Les groupements de coopération sanitaire prévus par la loi permettront le rapprochement d’établissements de santé de droits privé et public, au risque de voir disparaître certaines activités du secteur strictement public, et de voir certains patients dans l’impossibilité d’accéder à des soins de qualité. 

Les futures Agences Régionales de Santé risquent d’être les moyens d’opérer ces regroupements de façon autoritaire. 

Le gouvernement considère que les établissements de santé, qu’ils soient publics ou privés, doivent pouvoir indifféremment « mener ou participer à des missions de service public », parmi lesquelles figure « l’enseignement universitaire et post universitaire ». 

Une réforme des Centres Hospitalo-Universitaires est justement en préparation, ouvrant la voie à la perte par l’hôpital public de sa vocation d’enseignement et de recherche, jusqu’ici domaines réservés lui conférant un prestige qui a permis de retenir les médecins à l’hôpital, et d’offrir à tous un égal accès à des soins d’excellence  Le projet de loi « Hôpital, patients, santé et territoires », prévoit aussi le renforcement des pouvoirs des directeurs d’hôpitaux, au motif d’en faire de vrais « patrons » qui pourront d’ailleurs être issus du secteur privé. 

Les médecins pourront aussi être recrutés sous un statut de droit privé, assorti d’une rémunération qui comportera une part variable. 

L’hôpital public doit rester le pilier d’un système de santé alliant excellence et égalité d’accès aux soins. 

Il faut notamment : 

-         intégrer dans tout plan de relance des investissements majeurs en direction de l’hôpital 

-         revenir sur le dogmatisme de l’application de la tarification à l’activité en accordant des rémunérations forfaitaires à l’hôpital public, à la hauteur des missions de service public qu’il est le seul à pouvoir assurer, et permettre ainsi aux hôpitaux d’assainir leurs budgets 

-         réorganiser l’hôpital sans le soumettre à une logique de rentabilité 

-         responsabiliser les acteurs du système hospitalier en développant une gouvernance démocratique et transparente de l’hôpital 

-         développer dans les zones de faible densité médicale une nouvelle génération de dispensaires-pilotes destinés à pratiquer une médecine ambulatoire en lien étroit avec la médecine hospitalière 

Notre système de santé et son financement par la Sécurité sociale constituent l’essence même du « modèle social français ».  Aujourd’hui pourtant, réforme après réforme, l’idéologie libérale continue de s’insinuer dans les rouages d’un système dont la vocation est d’être universel, égalitaire, et solidaire. 
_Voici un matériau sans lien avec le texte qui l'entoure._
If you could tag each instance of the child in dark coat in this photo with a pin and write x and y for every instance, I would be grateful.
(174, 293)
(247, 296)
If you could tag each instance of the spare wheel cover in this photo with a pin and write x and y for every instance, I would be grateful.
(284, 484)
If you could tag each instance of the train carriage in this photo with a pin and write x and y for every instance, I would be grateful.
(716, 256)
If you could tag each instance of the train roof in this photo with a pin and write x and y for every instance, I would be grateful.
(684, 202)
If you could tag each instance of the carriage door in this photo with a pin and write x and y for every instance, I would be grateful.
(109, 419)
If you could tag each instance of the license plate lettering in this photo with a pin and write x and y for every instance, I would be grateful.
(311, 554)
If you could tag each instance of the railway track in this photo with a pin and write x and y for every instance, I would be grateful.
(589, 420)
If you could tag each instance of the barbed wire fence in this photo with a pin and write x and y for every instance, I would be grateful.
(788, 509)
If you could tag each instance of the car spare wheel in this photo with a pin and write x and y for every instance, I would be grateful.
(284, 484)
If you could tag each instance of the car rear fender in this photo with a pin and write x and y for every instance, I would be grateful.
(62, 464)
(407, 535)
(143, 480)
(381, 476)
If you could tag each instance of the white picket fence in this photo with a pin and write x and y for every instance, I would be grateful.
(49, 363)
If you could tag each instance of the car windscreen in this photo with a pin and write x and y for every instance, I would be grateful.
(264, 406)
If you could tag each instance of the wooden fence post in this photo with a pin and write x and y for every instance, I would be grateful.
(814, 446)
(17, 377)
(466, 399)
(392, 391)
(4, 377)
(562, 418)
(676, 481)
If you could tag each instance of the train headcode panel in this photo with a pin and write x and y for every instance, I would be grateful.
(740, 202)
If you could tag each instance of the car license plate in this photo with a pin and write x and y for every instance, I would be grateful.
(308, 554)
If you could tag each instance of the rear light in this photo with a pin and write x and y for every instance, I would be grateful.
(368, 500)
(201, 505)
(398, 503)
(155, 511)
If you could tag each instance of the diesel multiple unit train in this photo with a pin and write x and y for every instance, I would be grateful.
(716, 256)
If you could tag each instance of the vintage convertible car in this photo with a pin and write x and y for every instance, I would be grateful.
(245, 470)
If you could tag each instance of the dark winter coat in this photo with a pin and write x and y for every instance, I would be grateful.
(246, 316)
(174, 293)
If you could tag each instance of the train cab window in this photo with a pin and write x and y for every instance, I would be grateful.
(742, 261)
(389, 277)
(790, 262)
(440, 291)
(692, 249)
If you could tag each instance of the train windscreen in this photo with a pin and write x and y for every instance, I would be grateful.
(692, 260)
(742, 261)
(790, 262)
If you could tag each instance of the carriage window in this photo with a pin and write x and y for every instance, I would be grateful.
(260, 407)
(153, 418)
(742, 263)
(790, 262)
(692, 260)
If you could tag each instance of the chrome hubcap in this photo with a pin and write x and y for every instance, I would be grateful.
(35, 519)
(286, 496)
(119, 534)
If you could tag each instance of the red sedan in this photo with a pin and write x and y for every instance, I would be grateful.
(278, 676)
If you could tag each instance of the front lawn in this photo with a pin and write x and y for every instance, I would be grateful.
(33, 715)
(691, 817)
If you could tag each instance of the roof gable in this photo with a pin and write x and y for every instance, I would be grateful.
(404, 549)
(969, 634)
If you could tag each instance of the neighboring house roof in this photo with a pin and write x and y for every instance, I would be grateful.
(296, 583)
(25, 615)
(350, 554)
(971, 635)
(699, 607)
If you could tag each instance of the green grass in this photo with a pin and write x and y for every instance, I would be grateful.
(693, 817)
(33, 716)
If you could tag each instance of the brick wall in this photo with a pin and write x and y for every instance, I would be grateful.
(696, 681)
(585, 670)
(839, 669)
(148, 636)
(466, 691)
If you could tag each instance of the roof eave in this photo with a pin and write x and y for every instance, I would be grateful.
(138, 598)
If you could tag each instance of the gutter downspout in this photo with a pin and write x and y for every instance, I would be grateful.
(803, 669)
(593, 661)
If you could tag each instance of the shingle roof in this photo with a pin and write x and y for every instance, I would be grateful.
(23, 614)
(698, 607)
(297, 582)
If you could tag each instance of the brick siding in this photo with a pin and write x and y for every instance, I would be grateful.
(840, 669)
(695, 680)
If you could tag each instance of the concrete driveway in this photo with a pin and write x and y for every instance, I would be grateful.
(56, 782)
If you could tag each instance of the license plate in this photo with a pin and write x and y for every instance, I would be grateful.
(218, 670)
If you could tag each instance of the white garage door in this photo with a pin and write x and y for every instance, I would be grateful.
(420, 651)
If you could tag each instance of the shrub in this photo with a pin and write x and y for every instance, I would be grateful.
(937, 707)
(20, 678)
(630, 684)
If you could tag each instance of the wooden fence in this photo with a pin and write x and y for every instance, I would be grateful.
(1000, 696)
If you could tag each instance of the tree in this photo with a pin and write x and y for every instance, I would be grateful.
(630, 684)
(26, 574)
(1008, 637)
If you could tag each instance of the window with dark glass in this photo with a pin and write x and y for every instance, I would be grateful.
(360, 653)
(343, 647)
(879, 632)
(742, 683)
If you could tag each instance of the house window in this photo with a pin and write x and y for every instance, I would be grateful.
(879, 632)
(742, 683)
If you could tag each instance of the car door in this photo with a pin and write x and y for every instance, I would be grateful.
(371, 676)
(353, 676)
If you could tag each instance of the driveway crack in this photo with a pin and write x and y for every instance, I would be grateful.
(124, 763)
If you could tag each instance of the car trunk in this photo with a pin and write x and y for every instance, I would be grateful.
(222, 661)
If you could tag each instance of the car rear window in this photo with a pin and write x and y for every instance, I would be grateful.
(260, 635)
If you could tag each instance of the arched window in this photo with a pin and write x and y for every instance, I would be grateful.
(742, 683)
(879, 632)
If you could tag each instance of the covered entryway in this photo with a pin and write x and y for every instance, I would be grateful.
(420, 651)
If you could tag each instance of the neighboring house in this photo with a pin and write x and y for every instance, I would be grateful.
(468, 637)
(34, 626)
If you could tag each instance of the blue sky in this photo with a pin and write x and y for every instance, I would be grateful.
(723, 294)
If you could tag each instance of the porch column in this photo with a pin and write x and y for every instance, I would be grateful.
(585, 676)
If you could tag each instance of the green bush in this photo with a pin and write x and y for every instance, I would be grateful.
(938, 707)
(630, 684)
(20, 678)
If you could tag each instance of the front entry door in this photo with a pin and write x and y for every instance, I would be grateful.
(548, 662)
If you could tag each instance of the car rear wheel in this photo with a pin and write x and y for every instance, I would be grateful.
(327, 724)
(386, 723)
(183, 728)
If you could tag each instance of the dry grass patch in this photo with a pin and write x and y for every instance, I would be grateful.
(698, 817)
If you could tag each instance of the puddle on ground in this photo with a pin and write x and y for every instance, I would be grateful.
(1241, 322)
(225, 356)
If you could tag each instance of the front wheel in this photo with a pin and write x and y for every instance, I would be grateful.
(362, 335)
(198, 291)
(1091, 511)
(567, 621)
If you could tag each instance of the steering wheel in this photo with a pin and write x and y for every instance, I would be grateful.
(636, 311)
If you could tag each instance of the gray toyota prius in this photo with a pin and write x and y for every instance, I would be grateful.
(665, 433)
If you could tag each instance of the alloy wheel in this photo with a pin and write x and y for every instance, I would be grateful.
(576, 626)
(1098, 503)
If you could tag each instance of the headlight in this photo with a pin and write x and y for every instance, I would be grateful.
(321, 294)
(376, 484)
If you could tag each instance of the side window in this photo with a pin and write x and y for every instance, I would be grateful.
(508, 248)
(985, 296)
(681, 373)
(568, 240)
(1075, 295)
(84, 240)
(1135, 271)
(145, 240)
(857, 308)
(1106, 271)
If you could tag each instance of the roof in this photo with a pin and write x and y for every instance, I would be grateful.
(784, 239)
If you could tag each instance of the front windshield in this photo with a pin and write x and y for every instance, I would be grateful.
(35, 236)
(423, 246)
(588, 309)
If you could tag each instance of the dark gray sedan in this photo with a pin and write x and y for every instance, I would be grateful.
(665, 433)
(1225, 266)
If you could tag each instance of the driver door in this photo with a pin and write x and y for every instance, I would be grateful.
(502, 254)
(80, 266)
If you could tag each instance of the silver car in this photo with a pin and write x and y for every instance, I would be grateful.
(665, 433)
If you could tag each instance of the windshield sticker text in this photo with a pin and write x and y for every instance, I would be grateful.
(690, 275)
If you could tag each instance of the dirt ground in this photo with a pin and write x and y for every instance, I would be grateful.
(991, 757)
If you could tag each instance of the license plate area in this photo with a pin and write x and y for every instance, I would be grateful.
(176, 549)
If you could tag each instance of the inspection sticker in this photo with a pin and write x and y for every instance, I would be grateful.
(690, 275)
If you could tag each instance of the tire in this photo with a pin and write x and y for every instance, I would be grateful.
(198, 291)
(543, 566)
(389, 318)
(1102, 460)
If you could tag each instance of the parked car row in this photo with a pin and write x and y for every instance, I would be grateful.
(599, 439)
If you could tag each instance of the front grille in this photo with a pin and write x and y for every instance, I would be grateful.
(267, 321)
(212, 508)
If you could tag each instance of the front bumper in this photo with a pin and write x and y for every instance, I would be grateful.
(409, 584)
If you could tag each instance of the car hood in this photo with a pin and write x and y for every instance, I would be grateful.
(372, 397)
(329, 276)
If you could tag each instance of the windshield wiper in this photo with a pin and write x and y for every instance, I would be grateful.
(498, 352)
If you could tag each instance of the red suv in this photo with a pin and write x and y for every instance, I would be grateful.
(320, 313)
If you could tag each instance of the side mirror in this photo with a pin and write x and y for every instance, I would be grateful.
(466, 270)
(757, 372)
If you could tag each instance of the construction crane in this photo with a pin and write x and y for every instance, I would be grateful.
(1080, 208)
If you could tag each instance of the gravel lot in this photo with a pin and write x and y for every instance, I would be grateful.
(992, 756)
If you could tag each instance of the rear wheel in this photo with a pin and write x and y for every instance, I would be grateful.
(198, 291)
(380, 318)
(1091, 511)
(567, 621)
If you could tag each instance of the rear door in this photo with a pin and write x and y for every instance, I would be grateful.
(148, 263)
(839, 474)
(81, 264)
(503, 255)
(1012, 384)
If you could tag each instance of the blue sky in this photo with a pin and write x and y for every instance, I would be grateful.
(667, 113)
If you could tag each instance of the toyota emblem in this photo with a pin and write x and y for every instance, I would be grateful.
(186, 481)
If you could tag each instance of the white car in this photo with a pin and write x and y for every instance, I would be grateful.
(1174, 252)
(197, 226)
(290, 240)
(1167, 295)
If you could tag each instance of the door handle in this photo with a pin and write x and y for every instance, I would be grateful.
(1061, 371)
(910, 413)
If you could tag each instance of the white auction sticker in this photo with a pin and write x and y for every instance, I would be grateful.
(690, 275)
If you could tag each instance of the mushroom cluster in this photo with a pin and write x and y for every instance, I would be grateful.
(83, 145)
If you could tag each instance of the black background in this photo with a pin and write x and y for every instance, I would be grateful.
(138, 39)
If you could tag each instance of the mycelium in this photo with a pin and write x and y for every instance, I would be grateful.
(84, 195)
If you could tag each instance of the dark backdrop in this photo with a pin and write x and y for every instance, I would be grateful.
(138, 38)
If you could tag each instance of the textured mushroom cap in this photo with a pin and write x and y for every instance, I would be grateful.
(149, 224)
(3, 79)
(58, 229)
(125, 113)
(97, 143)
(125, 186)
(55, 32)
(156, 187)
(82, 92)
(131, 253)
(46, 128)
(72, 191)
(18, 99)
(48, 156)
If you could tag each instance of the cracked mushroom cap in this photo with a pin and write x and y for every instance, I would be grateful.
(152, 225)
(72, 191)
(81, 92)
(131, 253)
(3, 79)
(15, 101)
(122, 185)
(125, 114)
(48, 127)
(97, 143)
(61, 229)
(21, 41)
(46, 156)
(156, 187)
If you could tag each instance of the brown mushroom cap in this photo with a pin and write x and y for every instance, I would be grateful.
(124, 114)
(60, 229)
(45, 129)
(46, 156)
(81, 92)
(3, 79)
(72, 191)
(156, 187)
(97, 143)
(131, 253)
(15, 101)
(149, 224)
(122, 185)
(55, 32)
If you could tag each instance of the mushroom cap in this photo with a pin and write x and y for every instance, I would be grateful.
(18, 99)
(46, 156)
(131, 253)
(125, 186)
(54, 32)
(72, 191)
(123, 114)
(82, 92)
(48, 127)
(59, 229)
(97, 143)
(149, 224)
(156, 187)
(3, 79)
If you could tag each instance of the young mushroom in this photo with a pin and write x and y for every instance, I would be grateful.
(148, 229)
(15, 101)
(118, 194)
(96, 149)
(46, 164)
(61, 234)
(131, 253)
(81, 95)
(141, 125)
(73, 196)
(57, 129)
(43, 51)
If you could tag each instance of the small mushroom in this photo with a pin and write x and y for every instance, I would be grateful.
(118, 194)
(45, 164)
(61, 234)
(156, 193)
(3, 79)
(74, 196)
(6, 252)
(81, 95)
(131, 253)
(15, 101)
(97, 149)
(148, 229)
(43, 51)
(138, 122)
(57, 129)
Alors que les tenants d’une idéologie néolibérale largement discréditée continuent d’influencer la politique de santé dans notre pays, aspirant aujourd’hui à gommer les spécificités qui distinguent l’hôpital public des établissements de santé privés, nous devons faire de la lutte contre les inégalités d’accès aux soins l’un des thèmes principaux d’une indispensable refondation républicaine de la gauche.